The peso has experienced sharp fluctuations over the past two months, closing at record lows against the US dollar on several occasions. Its weakest level was P59.46 on 15 January, largely due to geopolitical instability following the United States’ takeover of Venezuela’s oil assets, as well as ongoing tensions in the Middle East that pushed oil prices higher and strengthened the dollar. Domestically, the ongoing probe into the flood control controversy has also dampened demand for the peso, albeit to a lesser extent than global factors.

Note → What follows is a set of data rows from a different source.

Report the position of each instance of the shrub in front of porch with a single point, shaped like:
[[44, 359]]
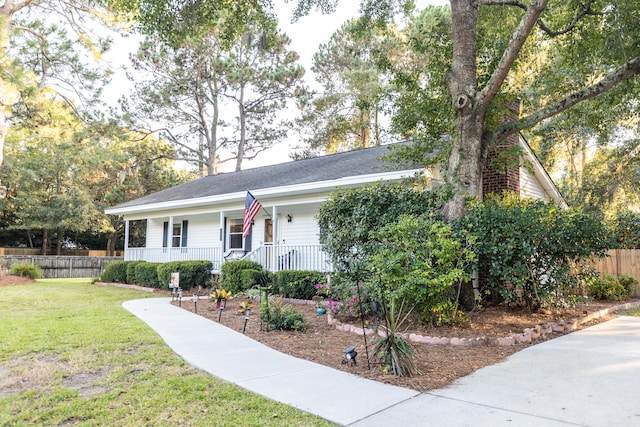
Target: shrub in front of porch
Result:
[[297, 284], [146, 274], [130, 271], [115, 272], [192, 273], [231, 274]]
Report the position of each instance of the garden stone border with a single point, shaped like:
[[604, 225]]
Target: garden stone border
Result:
[[527, 336]]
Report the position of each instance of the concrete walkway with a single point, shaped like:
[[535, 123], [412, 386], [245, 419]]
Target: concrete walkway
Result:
[[587, 378]]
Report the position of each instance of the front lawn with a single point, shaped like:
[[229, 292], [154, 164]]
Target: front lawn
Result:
[[71, 355]]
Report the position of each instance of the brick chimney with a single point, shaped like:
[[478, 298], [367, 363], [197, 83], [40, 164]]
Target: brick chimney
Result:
[[494, 181]]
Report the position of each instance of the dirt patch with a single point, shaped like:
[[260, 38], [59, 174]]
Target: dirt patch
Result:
[[15, 280], [439, 365]]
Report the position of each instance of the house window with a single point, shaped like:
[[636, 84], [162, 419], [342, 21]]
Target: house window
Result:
[[178, 234], [235, 234]]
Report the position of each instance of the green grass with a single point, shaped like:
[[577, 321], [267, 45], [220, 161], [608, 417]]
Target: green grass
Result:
[[71, 355], [630, 312]]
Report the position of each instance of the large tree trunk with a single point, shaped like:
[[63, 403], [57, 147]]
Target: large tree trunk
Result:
[[243, 129], [45, 241], [464, 170], [5, 87]]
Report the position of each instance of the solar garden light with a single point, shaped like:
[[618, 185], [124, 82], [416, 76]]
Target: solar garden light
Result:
[[223, 303], [350, 354], [247, 313]]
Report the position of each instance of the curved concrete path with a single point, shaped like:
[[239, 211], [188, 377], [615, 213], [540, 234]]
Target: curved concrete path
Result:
[[587, 378]]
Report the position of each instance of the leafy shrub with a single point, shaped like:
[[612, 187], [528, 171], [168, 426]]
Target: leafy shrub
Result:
[[423, 262], [192, 273], [531, 252], [251, 278], [297, 284], [115, 272], [628, 283], [283, 317], [607, 287], [130, 271], [625, 230], [230, 277], [25, 269], [350, 217], [146, 274]]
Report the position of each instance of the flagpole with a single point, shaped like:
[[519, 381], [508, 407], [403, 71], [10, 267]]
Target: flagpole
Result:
[[262, 207]]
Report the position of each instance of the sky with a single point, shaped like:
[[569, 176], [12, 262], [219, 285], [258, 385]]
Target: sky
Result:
[[306, 35]]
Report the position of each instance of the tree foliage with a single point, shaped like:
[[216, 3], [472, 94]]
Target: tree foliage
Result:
[[217, 100], [348, 112], [553, 55]]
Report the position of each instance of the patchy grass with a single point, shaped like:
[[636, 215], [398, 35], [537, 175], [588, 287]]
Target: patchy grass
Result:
[[71, 355]]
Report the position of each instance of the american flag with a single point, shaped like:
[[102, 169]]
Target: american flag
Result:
[[251, 209]]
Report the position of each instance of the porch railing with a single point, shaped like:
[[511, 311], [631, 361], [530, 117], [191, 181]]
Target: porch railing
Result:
[[271, 257], [291, 257], [175, 254]]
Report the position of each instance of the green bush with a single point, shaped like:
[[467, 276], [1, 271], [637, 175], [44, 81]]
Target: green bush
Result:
[[254, 278], [283, 317], [350, 217], [297, 284], [607, 287], [146, 274], [628, 283], [192, 273], [130, 271], [532, 252], [25, 269], [231, 277], [115, 272]]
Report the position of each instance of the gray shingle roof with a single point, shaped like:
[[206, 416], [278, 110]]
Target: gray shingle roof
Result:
[[324, 168]]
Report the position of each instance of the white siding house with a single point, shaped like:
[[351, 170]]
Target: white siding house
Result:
[[203, 219]]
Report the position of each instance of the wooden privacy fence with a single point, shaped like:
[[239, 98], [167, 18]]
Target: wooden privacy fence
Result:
[[62, 266], [620, 261], [53, 251]]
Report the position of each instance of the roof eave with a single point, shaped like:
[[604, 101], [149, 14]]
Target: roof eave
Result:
[[288, 190]]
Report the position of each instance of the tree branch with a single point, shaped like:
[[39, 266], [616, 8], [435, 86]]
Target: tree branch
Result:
[[511, 52], [630, 69], [583, 10]]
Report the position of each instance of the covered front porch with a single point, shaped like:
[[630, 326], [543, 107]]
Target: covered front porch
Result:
[[272, 257]]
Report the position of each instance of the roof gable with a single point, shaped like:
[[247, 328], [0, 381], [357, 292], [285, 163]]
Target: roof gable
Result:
[[356, 163]]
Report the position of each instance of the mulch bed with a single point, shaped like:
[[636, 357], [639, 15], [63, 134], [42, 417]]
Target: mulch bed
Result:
[[439, 365]]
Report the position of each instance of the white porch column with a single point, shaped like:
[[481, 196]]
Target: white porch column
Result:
[[276, 236], [126, 237], [221, 258]]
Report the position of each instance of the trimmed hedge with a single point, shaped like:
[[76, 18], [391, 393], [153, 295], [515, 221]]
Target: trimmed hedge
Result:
[[115, 272], [130, 271], [251, 278], [146, 274], [25, 269], [231, 277], [297, 284], [192, 273]]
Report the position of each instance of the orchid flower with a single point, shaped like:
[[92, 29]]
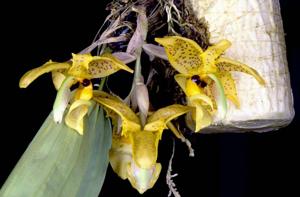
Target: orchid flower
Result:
[[134, 150], [199, 70], [81, 68]]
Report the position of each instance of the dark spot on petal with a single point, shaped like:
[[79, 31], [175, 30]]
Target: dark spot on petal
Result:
[[86, 82]]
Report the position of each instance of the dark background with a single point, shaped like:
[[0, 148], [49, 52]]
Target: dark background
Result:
[[226, 165]]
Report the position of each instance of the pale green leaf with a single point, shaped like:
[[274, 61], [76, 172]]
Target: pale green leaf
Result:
[[60, 162]]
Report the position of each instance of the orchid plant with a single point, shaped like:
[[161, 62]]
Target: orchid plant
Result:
[[137, 125]]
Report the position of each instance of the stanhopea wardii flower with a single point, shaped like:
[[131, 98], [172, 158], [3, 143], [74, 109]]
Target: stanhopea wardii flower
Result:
[[81, 68], [134, 149], [199, 70]]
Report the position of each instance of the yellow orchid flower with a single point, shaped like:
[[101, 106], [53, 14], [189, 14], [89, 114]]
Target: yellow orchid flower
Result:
[[134, 151], [199, 70], [81, 68]]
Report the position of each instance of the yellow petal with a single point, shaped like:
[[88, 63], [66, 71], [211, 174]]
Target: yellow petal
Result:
[[143, 179], [225, 64], [202, 98], [85, 93], [130, 122], [144, 148], [199, 118], [80, 65], [182, 53], [208, 90], [217, 49], [106, 65], [189, 87], [229, 87], [158, 120], [75, 116], [31, 75], [57, 79], [120, 155], [114, 116]]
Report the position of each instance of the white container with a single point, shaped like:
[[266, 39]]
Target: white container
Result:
[[256, 32]]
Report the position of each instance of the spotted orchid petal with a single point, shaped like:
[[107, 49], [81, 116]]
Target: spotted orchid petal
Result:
[[31, 75], [218, 49], [75, 116], [183, 54], [158, 120], [89, 67], [225, 64], [192, 90], [130, 121]]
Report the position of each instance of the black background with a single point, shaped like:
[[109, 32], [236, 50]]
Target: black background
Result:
[[226, 165]]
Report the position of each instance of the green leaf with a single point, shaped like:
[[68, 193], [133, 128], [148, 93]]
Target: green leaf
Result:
[[221, 99], [60, 162]]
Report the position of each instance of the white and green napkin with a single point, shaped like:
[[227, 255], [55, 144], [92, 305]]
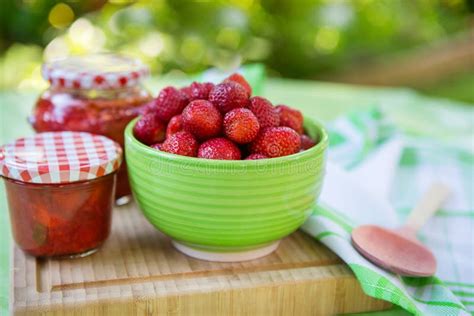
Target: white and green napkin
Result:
[[381, 173]]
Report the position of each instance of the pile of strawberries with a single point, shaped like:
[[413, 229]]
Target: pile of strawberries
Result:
[[221, 121]]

RCBC Chief Economist Michael Ricafort said the peso’s recent depreciation has increased the peso value of the government’s external obligations.

“The weaker peso exchange rate vs. the US dollar over the past 3.5 years by at least 15% (at 58–59 levels recently; vs. 51 levels early 2022 or nearly 4 years ago) effectively increased the peso equivalent of the outstanding national government external/foreign debts when converted to pesos,” he said.

“The relatively weaker peso exchange rate vs. the US dollar in recent months … amid the recent political noise… thereby fundamentally increasing the peso equivalent of the national government's foreign/external debts denominated in US dollars and in other foreign currencies,” Ricafort added.

Since President Ferdinand R. Marcos Jr. assumed office in 2022, the national debt has risen by about P4.29 trillion. His administration inherited a debt stock of roughly P13.42 trillion from the Duterte administration, which relied heavily on borrowing during the economic downturn caused by the COVID-19 pandemic.

The peso has also weakened considerably since Marcos Jr. took office, closing Tuesday afternoon at P58.89, compared with P55.57 at the end of 2022.

Ricafort warned that the national debt could climb further in the coming months, partly due to the economic policies of the Trump administration.

“For the coming months, the outstanding national government debt could go to new record highs amid new national government borrowings in recent months and also the need to hedge both local and foreign borrowings of the national government in view of the Trump factor and other geopolitical risk factors,” he said.

The Treasury earlier reported a P1.26-trillion budget deficit for the first 11 months of 2025. Government debt and deficits are closely linked, as fiscal shortfalls require additional borrowing, while rising debt levels increase interest costs and future fiscal pressures if revenues fail to keep pace.

“[The current record high debt level] is also consistent with the continued budget deficit in recent months, thereby fundamentally increasing the need for the national government to borrow more to finance the said budget deficit in recent months/years (which is defined as government expenditure exceeding government revenues),” Ricafort said. 

The economist noted that the probes into the flood control scandal cut spending in the second half of 2025, which “could have been an offsetting positive factor that could have narrowed the budget deficit and, in turn, fundamentally reduce the need for more borrowings.”

Meanwhile, external debt rose to P5.59 trillion, driven by new global bond issuances, net availment of official development assistance from international partners, and the upward revaluation of foreign currency-denominated debt due to unfavorable exchange rate movements.

The BTr recently issued new global bonds to raise funds for government expenditures. The Marcos Jr. administration has vowed to ramp up spending in 2026, with P1.44 trillion in expenditures planned for the first quarter alone to address the infrastructure shortfall that emerged in 2025 amid the flood control scandal.

“Let’s move forward,” the President said during a meeting with the economic team last week.